I should have been at work today but instead we snuck off to the first day of the new Picasso Exhibition at Tate Liverpool. Quite disappointed that we weren't greeted with white whine and nibbles - not even a pigeon sandwich to go with the theme of the show but of course what really mattered was the art and this was truly art - and so so much of it. The Picasso Event Horizon occurred about two thirds through when the paintings started to be Picasso's versions of previous famous works - Le dejeuner sur l'herbe, Las Meninas etc. and while obviously in his style (at risk of sounding pretentious should we say metastyle) they smacked of mass-production and loss of inspiration.

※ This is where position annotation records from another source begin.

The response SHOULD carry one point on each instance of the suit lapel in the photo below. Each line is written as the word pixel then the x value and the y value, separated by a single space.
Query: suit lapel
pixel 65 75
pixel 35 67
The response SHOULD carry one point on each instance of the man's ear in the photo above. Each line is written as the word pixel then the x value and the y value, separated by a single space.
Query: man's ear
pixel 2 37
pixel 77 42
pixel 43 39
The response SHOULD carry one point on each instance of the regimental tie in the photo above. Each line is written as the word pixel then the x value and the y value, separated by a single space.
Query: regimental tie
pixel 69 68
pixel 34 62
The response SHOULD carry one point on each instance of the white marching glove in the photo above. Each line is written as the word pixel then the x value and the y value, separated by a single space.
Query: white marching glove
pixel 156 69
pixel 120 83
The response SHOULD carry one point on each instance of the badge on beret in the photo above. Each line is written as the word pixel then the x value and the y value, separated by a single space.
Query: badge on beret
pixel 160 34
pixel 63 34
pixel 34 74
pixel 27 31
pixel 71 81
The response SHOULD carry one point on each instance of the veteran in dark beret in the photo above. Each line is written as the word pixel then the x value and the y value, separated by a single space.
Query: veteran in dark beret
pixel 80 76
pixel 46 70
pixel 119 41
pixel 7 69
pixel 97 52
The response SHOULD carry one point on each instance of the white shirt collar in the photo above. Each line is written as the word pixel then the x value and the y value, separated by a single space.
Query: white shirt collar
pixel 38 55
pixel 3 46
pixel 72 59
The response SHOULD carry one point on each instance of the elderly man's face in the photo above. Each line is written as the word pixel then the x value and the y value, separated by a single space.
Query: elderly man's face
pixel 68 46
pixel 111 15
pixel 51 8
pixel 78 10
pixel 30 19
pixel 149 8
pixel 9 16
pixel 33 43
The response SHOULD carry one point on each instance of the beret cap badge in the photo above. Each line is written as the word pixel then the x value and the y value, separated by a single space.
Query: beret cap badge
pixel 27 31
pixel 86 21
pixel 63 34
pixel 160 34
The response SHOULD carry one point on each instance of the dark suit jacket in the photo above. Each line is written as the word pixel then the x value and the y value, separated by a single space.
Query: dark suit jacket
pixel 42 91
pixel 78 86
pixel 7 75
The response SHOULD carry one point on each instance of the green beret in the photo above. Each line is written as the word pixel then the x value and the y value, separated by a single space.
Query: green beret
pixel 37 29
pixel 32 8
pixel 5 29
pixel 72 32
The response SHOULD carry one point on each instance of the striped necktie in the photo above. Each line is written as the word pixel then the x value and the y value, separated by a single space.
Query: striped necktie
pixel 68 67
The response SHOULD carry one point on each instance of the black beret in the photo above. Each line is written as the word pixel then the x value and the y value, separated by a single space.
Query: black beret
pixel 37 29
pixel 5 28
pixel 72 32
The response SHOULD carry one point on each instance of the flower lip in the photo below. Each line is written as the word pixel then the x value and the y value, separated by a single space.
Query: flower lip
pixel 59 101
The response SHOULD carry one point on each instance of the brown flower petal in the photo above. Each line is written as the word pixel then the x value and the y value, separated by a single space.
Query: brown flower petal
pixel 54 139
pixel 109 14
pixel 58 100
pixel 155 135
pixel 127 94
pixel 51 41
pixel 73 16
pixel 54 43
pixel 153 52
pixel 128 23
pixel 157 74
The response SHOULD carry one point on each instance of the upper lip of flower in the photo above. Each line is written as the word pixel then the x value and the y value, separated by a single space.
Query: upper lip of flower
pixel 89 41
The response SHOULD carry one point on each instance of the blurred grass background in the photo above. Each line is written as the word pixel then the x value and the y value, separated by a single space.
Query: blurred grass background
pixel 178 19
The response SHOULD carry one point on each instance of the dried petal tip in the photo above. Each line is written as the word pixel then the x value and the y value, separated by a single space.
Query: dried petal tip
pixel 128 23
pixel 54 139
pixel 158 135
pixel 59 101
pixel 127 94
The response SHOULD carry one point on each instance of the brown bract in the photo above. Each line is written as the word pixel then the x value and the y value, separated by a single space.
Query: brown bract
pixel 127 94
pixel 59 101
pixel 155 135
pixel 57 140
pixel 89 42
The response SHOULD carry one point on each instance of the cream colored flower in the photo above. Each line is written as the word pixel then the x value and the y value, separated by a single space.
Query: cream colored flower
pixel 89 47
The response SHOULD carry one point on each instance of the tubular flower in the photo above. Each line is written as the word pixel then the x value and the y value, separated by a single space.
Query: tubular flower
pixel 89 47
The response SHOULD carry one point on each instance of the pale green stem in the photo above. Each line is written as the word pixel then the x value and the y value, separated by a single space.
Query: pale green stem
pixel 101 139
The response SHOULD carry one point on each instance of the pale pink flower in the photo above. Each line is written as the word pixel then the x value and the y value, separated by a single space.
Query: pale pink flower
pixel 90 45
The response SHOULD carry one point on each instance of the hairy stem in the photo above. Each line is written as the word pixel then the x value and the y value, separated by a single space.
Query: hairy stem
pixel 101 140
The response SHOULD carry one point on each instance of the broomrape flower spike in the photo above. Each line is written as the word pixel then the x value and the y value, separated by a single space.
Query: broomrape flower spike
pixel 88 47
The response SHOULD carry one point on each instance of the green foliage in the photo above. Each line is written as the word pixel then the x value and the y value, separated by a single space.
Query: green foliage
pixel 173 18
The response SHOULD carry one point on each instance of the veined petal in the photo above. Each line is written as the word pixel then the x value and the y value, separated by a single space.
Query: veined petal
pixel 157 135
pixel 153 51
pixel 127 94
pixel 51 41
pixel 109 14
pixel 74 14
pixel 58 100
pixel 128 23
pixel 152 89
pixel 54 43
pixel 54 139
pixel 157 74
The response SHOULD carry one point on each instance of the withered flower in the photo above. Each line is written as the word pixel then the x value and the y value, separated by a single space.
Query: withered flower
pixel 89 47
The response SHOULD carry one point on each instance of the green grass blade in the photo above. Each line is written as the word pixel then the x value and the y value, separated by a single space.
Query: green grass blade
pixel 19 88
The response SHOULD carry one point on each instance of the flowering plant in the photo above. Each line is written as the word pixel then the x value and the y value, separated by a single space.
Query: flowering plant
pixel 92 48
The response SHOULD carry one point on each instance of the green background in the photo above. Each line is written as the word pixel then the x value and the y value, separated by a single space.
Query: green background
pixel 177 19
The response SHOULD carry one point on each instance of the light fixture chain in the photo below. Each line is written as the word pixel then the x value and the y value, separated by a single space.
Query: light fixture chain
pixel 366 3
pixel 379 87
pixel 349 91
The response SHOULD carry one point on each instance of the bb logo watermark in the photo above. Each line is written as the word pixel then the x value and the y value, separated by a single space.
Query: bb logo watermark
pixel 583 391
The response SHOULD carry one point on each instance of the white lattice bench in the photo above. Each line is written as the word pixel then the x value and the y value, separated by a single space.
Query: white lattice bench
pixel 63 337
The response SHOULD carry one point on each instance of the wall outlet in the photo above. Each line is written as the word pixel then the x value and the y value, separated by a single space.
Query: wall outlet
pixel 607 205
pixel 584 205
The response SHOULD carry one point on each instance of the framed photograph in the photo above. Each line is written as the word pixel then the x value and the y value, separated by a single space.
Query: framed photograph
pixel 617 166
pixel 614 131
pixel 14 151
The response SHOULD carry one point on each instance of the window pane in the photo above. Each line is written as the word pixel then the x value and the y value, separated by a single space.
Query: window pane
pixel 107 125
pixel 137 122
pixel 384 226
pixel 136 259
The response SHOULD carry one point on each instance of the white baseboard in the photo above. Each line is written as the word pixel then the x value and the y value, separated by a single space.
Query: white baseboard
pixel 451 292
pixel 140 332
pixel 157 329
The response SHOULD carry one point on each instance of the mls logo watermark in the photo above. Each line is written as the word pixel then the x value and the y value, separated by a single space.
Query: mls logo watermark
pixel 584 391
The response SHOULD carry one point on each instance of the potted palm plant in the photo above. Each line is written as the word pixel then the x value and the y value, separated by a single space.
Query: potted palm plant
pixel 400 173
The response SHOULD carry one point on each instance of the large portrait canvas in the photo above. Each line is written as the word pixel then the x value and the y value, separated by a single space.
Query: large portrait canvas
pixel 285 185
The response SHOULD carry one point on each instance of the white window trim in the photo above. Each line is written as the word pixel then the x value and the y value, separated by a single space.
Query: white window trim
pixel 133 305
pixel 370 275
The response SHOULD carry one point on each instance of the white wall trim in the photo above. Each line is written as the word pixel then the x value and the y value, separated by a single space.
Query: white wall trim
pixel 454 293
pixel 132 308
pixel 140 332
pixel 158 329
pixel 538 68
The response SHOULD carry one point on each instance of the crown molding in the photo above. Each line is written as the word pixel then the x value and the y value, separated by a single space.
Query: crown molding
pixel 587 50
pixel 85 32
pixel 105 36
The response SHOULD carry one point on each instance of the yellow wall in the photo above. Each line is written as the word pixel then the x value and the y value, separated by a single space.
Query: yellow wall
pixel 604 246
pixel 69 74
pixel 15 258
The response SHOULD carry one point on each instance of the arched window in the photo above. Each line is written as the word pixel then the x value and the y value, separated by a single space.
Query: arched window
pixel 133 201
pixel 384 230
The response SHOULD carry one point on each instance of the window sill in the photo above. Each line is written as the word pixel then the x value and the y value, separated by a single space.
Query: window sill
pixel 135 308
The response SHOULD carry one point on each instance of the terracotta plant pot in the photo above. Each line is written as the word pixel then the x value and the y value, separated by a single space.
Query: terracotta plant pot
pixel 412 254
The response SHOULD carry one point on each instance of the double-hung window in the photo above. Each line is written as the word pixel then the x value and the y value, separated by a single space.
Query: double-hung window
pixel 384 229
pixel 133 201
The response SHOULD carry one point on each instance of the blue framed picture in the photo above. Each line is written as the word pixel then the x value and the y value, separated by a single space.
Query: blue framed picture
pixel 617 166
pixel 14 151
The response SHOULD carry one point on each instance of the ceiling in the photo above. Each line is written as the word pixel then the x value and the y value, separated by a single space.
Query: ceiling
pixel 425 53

Not like The Charnel House, one of the first paintings in the exhibition, a painting similar in style to Guernica and outwardly a depiction of a specific, ruthless atrocity in Spain but of course a marker for the greater tragedy of the whole of Spain. This is a grey work - it apes a newspaper picture - and despite being the visual record of death, of the unmoving victims of some small war crime, perhaps like all Picasso's work, it moves within itself, suggesting the post-mortem accusations of the murdered family, blaming those who carried out the terrible acts and indirectly us for being part of the wider world which allows this. The whole black time from the early skirmishes in the mud of Flanders to the ultimate atrocities of the concentration camps (and beyond into our own time) are channelled out in this picture. A little event given meaning with a scream directed from the artist into canvas. It gives no solutions other than being a reminder to moderate one's own behaviour for fear that the smallest break in your vigilance will let in the evil that men do.
[Paragraph removed due to being overtly Bathetic].